LLM Correction loop. Adds approximately 2–3 seconds and ~25 percent more tokens per retry of a chunk (the correction prompt includes the faulty output plus a reasoning field). Most resolve within one or two attempts.
Deterministic fallback. Instant and zero tokens — it’s pure algorithm. This applies to about 3–4 percent of chunks

The net impact: 4–8 percent increase in total processing time, 6–10 percent increase in token cost. The tradeoff: zero blank-screen bugs and roughly 20 hours of manual QA avoided per 1,000 videos.

The verdict: Did it work?

After running this architecture against thousands of chunks across nine languages, the results confirmed our hypothesis: you can have fluent translations and valid subtitles, but you need a pipeline that expects failure:

The three-phase architecture does the heavy lifting. On the first pass (Phase 3: Line Mapping), nearly 95 percent of chunks map perfectly to the source lines.
The negotiator works. Of the 5 percent or so of chunks that fail, our LLM correction pipeline successfully fixes about 32 percent of them by finding valid synonyms or rephrasing.
The fallback catches the rest. The remaining failures (mostly in difficult languages like Hindi and German) are handled by the deterministic splitter, ensuring that 100 percent of the chunks reach the user in a valid state.

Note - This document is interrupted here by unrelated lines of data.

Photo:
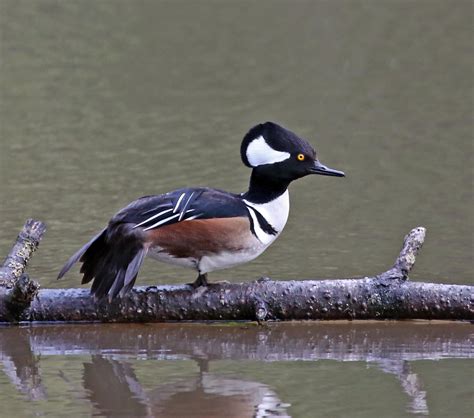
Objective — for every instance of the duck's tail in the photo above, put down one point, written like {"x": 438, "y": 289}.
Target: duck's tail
{"x": 111, "y": 259}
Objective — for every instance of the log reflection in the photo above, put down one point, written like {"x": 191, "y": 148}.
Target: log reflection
{"x": 111, "y": 385}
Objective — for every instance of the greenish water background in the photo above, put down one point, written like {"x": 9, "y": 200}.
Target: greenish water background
{"x": 105, "y": 101}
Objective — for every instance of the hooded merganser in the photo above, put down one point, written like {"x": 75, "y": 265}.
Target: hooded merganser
{"x": 202, "y": 228}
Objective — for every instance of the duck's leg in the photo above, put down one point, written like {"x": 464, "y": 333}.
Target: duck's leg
{"x": 200, "y": 281}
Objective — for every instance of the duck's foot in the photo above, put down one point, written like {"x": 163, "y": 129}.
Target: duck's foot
{"x": 200, "y": 281}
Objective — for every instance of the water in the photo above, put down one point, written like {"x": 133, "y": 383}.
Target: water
{"x": 212, "y": 370}
{"x": 102, "y": 102}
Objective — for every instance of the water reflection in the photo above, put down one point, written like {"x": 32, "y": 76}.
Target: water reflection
{"x": 111, "y": 384}
{"x": 204, "y": 394}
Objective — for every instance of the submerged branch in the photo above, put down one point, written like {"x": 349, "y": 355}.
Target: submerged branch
{"x": 386, "y": 296}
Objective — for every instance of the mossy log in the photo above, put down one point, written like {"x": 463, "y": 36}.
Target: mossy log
{"x": 389, "y": 295}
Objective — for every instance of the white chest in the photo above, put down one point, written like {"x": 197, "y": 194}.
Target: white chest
{"x": 275, "y": 213}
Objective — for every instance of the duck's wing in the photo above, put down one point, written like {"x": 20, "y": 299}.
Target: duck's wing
{"x": 152, "y": 212}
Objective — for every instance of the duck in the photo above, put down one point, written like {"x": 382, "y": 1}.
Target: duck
{"x": 202, "y": 228}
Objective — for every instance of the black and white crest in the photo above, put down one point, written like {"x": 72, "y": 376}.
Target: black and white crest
{"x": 270, "y": 143}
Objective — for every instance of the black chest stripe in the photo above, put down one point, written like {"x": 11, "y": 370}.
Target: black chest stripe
{"x": 262, "y": 222}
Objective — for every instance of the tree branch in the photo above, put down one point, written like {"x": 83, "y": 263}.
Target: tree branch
{"x": 386, "y": 296}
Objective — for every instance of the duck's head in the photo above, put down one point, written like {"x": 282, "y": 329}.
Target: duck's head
{"x": 275, "y": 152}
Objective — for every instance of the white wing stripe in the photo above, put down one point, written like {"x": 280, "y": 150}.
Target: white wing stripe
{"x": 185, "y": 206}
{"x": 178, "y": 202}
{"x": 163, "y": 221}
{"x": 153, "y": 217}
{"x": 193, "y": 217}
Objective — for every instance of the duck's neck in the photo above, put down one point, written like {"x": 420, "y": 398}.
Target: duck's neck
{"x": 263, "y": 189}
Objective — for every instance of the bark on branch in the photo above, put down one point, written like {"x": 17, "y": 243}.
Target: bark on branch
{"x": 387, "y": 296}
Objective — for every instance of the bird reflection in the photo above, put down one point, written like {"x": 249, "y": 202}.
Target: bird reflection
{"x": 110, "y": 382}
{"x": 22, "y": 366}
{"x": 114, "y": 389}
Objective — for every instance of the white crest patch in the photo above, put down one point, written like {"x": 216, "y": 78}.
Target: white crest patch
{"x": 260, "y": 153}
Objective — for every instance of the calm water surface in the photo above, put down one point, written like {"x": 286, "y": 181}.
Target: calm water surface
{"x": 103, "y": 102}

Interestingly, the data validated our geometry of language theory. Romance languages like Spanish and Italian had a clean pass rate of about 99 percent. Meanwhile, Hindi — with its reversed sentence structure — had a mismatch rate of 28.1 percent, which means that it relied heavily on our safety nets to function.

If you’re building something similar

Specifically, AI-powered subtitles:

Expect structural mismatches in non-Romance languages. German, Hindi, and Japanese broke our sync at three to five times the rate of Spanish or Italian. Budget your error handling accordingly.
Separate creative translation from structural mapping. Asking one prompt to translate fluently and preserve line count is a losing battle. Split the tasks.
Build correction loops that assume failure. The question isn’t how to prevent mismatches. It’s what to do when they happen. Design the fallback chain first, not last.

Conclusion: The infrastructure tax of intelligence

Building this system taught us something counterintuitive about AI product development: making the model smarter can make the product worse (in some ways).

A dumb translator is easy to sync — it translates word for word, and every input line produces exactly one output line. A smarter translator that is prompted to consider nuances and semantics is harder to sync because it translates thought for thought. It merges, reorders, condenses. The output is better linguistically but breaks the infrastructure that expects predictable structure.

The solution wasn’t to dumb down the model. It was to pay the infrastructure tax — building smarter systems around the model to absorb its creative unpredictability:

Separate creative translation from structural mapping.
Build negotiation layers that expect failure.
Design fallbacks that preserve quality when the math doesn’t add up.